Кхайнэ стоял возле Яноса на краю площадки, с интересом наблюдая за кораблем. Он наотрез отказался от парадной одежды и теперь рядом с облаченным в предписанные протоколом наряд и регалии другом выглядел наемным отморозком. Единственным видимым глазу украшением был вытащенный из-под куртки кулон-колесо, а торчавшая над правым плечом рукоять Ловца Душ только усиливала впечатление. Позади них застыли двое ирлерр в черно-золотой гвардейской броне. Нужны они были только для поддержания статуса Вождя, с любой возможной угрозой друзья могли справиться самостоятельно.

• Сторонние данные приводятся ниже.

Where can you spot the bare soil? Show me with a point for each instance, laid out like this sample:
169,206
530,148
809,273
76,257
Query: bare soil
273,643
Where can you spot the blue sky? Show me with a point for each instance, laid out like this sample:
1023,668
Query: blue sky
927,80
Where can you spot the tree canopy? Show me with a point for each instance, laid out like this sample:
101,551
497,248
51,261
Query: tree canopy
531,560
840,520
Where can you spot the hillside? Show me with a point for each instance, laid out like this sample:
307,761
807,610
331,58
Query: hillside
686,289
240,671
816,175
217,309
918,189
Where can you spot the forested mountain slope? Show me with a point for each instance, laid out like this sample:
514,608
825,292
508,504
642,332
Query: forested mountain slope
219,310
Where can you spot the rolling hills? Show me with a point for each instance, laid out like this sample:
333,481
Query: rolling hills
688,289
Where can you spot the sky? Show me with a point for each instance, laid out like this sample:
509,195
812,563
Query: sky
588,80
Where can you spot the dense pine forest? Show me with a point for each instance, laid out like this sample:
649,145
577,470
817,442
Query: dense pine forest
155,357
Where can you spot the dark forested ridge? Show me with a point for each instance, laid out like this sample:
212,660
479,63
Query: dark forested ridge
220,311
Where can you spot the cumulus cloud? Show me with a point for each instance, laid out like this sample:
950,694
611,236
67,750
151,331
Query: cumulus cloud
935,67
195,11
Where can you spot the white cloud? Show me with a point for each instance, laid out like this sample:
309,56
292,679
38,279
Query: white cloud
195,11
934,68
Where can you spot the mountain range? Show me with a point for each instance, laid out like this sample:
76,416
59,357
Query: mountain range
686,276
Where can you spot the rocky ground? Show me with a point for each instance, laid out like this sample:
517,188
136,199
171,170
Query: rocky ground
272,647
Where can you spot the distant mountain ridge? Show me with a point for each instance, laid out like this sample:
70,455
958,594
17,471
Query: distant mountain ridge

«Зачем этот официоз? — мысленно спросил Кхайнэ. — Неужели нельзя было сделать все проще?»
Янос едва-едва качнул головой, не оборачиваясь.
«Нет, к сожалению. На меня насел Совет, требуют соблюдения формальностей ради…»
«Ради неизвестно чего! — недовольно перебил Кот. — Янос, ты не мог их просто послать, а? Вас меньше тысячи, чего они хотят показать этой глупой демонстрацией, выставляя тебя и себя идиотами?»
«Хорошая мина при плохой игре. Она тоже делает вид, что алден в силе, хотя, может статься, что этот челнок — единственный рабочий».
«Ну и зачем?»
Янос почти неслышно вздохнул и переступил с лапы на лапу. Тонко звякнули золотые цепочки ножных украшений.
«Существует официальный запрет алден появляться в Осевых мирах, который можно снять единственным образом — высказать официальное приглашение, которое должно исходить от тебя, твоего доверенного лица или от Темного Хранителя, если речь идет о Динтаре. С Акрея невозможно открыть портал в Осевой мир, в обратную сторону без дополнительной договоренности — тоже. Таковы были озвученные по окончании войны условия…»
«То есть, капитуляции не было?»
«Нет. Ни с одной из сторон. Только ультиматум о прекращении боевых действий и соответствующий договор. Они забрали себе Акрей, который в то время еще работал почти полноценно, и поместили его в свертку. Алден было разрешено иметь стабильные открытые порталы к Осевым мирам. Как было тогда сказано — затем, чтобы видеть, где они находятся, но на самом деле…»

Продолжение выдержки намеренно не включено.